The case involved a widow whose husband served as a Lower Division Clerk (Class III employee) and died in 2003. While the family pension was supposed to be reduced after a seven-year "enhanced rate" period ending in 2010, the State Bank of India (SBI) continued paying the higher rate until 2017 due to a system error. Upon discovering the mistake, the bank initiated unilateral deductions from her pension to recover over Rs. 3.60 lakhs.

The primary questions before the court were whether the bank could recover excess payments made over a prolonged period due to its own processing error and what legal weight should be accorded to a generic undertaking signed by the pensioner at the time of opening her account. The court also examined whether the recovery initiated in 2017 was preceded by adequate notice.

Court Distinguishes Between Institutional Error And Fraud

The court noted that the bank's own records attributed the overpayment to a "wrong ENHANCE DATE" in their system. Justice Narula observed that there was nothing to suggest the Petitioner knew or ought to have known she was receiving amounts beyond her entitlement, as the pension slips themselves reflected the incorrect date.

The bench emphasized that the Petitioner, a family pensioner, had no role in configuring the pension software or entries. In such a situation, the court held it would be unreasonable to attribute knowledge of an underlying processing error to a senior citizen surviving on limited means.

Court Relies On Rafiq Masih Principles To Protect Pensioners

Principles Of Equity Preclude Recovery From Retired Employees

The court placed heavy reliance on the landmark Supreme Court judgment in State of Punjab v. Rafiq Masih (2015), which identified specific categories where recovery of excess payment is impermissible. These include recovery from retired employees or where the excess payment has been made for a period in excess of five years before the order of recovery.

Justice Narula held that while Rafiq Masih specifically mentions "retired employees," the rationale applies with even greater force to a family pensioner like the Petitioner. The court noted that the overpayment had persisted for seven years before recovery commenced, placing it squarely within the protective zone of the "White Washer" principles.

"Deductions from a widow's pension inflict disproportionate hardship."

Generic Undertakings Cannot Override Equitable Protections

Routine Bank Documents Differ From Conscious Re-fixation Undertakings

The Respondent bank sought to justify the recovery by relying on an undertaking signed by the Petitioner in 2004. However, the court distinguished this from the Supreme Court’s ruling in High Court of Punjab & Haryana v. Jagdev Singh (2016), which allowed recovery based on an undertaking.

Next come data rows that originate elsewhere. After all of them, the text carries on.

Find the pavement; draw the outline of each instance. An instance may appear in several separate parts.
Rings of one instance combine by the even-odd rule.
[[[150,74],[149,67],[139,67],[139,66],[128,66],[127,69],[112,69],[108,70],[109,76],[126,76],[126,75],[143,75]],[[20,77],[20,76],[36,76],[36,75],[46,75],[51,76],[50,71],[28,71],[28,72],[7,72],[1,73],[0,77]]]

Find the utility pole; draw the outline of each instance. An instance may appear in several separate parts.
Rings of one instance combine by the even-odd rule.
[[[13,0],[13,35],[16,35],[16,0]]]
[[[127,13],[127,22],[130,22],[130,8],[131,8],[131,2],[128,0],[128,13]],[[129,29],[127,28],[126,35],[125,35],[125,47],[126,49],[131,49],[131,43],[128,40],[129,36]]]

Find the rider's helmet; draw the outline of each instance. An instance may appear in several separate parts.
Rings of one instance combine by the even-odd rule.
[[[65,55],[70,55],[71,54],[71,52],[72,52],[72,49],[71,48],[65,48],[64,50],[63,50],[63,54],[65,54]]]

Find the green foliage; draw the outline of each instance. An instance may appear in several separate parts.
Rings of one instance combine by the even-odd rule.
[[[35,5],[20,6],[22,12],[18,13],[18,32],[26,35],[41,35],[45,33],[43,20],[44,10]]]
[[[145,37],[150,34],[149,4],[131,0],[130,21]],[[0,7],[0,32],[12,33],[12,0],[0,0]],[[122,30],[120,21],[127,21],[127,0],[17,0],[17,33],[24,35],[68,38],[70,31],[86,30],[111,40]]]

The bench observed that the undertaking in Jagdev Singh was furnished by a senior judicial officer during a specific pay re-fixation exercise where the officer knew the adjustment might be downward. In contrast, the Petitioner's undertaking was a "standard-form bank document" obtained at the commencement of the pension as part of routine paperwork.

"The undertaking formed part of routine documentation for starting pension disbursal and cannot displace equitable limitations."

Lack Of Prior Notice Offends Elementary Fairness

Procedural Lapses Vitiate Recovery Process

The court expressed dissatisfaction with the bank's failure to provide prior notice or a disclosure of the basis of computation before starting deductions. It held that the bank's internal communication directing the branch to "inform the pensioner accordingly" after feeding the recovery into the software did not constitute legal notice.

Justice Narula underscored that any adverse financial re-fixation, particularly in pension matters, must be preceded by a notice. This ensures that the affected person has an opportunity to contest the claim or demonstrate the hardship that such deductions would cause to their survival.

"Recovery from pension without prior communication of the basis and particulars offends elementary fairness."

The court concluded that the Petitioner was entitled to both the cessation of further recovery and a full refund of the amounts already deducted. It noted that the deductions had left the widow with a meager sum of Rs. 8,799 per month, which severely impacted her ability to live with dignity.

The High Court directed SBI to refund the recovered amounts within eight weeks, along with simple interest at the rate of 6% per annum from the date of each deduction. The court also clarified that while the Government of NCT of Delhi (Respondent No. 1) was not responsible for the recovery, any future corrections in pension records must be done strictly in accordance with the law.